Apparently you could also throw them at the base of a flame — giving them the nickname: ‘Fire Extinguisher Grenade’
If you are living in the 1890s and want to use a 2 man saw to fell a large tree and don’t have any friends willing to help, you should check out this ‘Folding Sawing Machine’ from 1897. It helps hold the saw perpendicular to the tree and allows you to use a lever to push and pull the saw.
A nice oak shave horse or schnitzelbank It was made from heavy oak, pegged and secured with cut nails.
An interesting commercial tool cabinet made from metal with what looked like mediocre post WWII tools.
While no Anarchist’s tool chests were to be found this year, this solid old chest, presumably from Nantucket given the huge painted label on the front. It looks like it was based on traditional designs, made in the 20th century but built a bit more like a modern carpenter with very simple joinery compared to a traditional joiner who more likely would have used dovetails, mortise and tenon etc.
The till lid screws were stripped and was removed for the above photo.
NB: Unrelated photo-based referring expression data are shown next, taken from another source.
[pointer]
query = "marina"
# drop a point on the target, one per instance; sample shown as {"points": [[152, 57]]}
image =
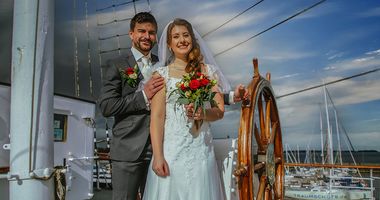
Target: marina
{"points": [[308, 130]]}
There were 3 layers of tills and at least one division on the bottom to divide the bottom compartment of the chest.
Saw till was protected by a frame and panel that attempted to dress up the chest. The corners of the chest were reinforced with extra wood and hid the joinery, but I suspect the overlapping boards mean that the corners were potentially all nailed together which means this chest was likely built quickly.
The chest lifts were heavy cast lifts that looked of modest quality. It was interesting to see how the dust rim was screwed on.
This year I did well. I found all the odd items on my list and only a couple of extras. I picked up a great double gear Miller’s Falls egg beater drill — recommended by Tom Fidgen and love it so far. Also got a nice set of Russel Jennings Pattern Auger bits, a nice Miller’s Falls push drill (just a novelty I wanted to try), and a few books. For my Sloyd related projects I found a real nice transitional jack plane, 2 foot folding rule, bit brace drivers, stanley square etc. As always I had a great time and I’m already looking forward to the September show.